I had an email the other day. It came through my contact form and the name given was Anonymous, with a fake email address. So I have no idea who this person is, whether this person is even a man or a woman, or location of said person. I’m going to selectively quote and paraphrase it here.
I owe you a massive thank you.
He (or she) goes on to say that he was close to being bed ridden and was suicidal. He had tried some things I suggested on this blog, presumably for depression, such as light therapy and magnesium, and while he still uses these, the effects were not terribly dramatic. Then he read my post, N-acetylcysteine treats fatigue and ADHD in lupus, reduces DNA damage, and is dirt cheap compared to normal medication, and said that it changed his life.
He had had undiagnosed celiac disease for many years, and dozens of doctors had been unable to help him, and were starting to say that he should consider that he might have to live the rest of his life utterly handicapped, “a cripple”. Then, after reading the post, he started taking n-acetylcysteine at 1800 mg a day. He now says that he can exercise, the suicidal thoughts are gone, he’s in a great mood, and that he’s “just plain feeling great”.
Thank you so much. You really saved me.
I’ve bought all your books and will continue to follow you religiously.
That, as the reader may imagine, is very gratifying to hear. Sometimes I think that some of the things I write about are either too academic, on the one hand, or already well-known at least in our neck of the woods, on the other.

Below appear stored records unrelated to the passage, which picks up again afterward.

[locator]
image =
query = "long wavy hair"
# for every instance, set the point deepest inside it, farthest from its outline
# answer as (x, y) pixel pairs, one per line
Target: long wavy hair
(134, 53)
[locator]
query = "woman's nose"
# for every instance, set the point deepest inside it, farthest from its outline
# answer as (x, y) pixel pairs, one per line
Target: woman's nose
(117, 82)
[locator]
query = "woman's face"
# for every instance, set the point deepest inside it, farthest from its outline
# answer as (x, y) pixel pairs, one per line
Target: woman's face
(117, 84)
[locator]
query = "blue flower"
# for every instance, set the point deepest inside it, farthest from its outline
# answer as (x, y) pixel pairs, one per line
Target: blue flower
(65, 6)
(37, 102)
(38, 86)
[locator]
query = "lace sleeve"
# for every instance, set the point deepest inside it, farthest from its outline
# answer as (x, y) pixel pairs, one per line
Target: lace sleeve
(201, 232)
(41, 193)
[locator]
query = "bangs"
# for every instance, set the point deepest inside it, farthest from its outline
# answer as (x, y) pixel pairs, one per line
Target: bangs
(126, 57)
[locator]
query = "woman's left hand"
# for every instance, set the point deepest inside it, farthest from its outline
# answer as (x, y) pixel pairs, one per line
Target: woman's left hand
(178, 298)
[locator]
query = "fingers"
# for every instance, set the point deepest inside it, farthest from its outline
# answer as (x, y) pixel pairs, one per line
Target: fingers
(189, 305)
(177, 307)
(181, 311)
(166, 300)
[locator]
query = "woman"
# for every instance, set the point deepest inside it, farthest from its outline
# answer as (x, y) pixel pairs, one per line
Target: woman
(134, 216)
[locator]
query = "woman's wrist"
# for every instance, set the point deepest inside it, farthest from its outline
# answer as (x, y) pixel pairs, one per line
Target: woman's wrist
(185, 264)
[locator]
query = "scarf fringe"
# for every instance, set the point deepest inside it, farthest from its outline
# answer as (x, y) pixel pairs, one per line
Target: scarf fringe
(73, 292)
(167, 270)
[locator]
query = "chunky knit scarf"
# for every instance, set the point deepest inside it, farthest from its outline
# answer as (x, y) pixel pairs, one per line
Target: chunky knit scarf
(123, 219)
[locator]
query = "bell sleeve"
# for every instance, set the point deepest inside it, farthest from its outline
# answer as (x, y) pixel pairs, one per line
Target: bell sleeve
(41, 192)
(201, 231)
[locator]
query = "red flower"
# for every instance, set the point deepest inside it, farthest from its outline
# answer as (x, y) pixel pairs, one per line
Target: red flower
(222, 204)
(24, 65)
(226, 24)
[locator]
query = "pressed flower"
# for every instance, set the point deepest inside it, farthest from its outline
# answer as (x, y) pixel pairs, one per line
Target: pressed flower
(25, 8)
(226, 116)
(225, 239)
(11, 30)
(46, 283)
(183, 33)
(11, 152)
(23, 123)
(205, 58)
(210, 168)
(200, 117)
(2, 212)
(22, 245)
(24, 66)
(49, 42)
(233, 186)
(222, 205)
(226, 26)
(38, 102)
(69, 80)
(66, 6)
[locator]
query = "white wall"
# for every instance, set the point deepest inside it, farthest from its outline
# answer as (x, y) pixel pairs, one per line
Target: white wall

In that post, I referred to a couple of studies that showed that NAC significantly improved the symptoms of lupus, and at a cost miles below that of conventional meds. The cost is one reason you won’t hear much about this treatment, since there’s no huge profit for drug companies to grab. Another reason is that NAC is over-the-counter, so the doctors’ gatekeeping and fee-collecting function is bypassed.
Celiac disease involves a pathological intolerance to gluten, and it can be without symptoms, so that damage accumulates and people do indeed end up bedridden and in wheelchairs from it. High levels of oxidative stress and inflammation characterize this disease. Oxidative stress causes low levels of glutathione, the internal antioxidant that is responsible for controlling this stress. In effect, oxidative stress depletes glutathione, and without proper nutrition, it remains depleted, causing more oxidative stress in a vicious cycle. You may recall that glutathione is a tripeptide, that is, it’s composed of three amino acids, and the bottleneck, the rate-limiting amino acid, is cysteine. If cysteine can be supplied, along with adequate protein, then glutathione can be restored and oxidative stress brought under control. N-acetylcysteine supplies cysteine.
Another aspect of n-acetylcysteine is that it can help control the intestinal barrier function. This is important in celiac, as well as chronic fatigue and depression.
Giving the body the tools to heal itself can be powerful.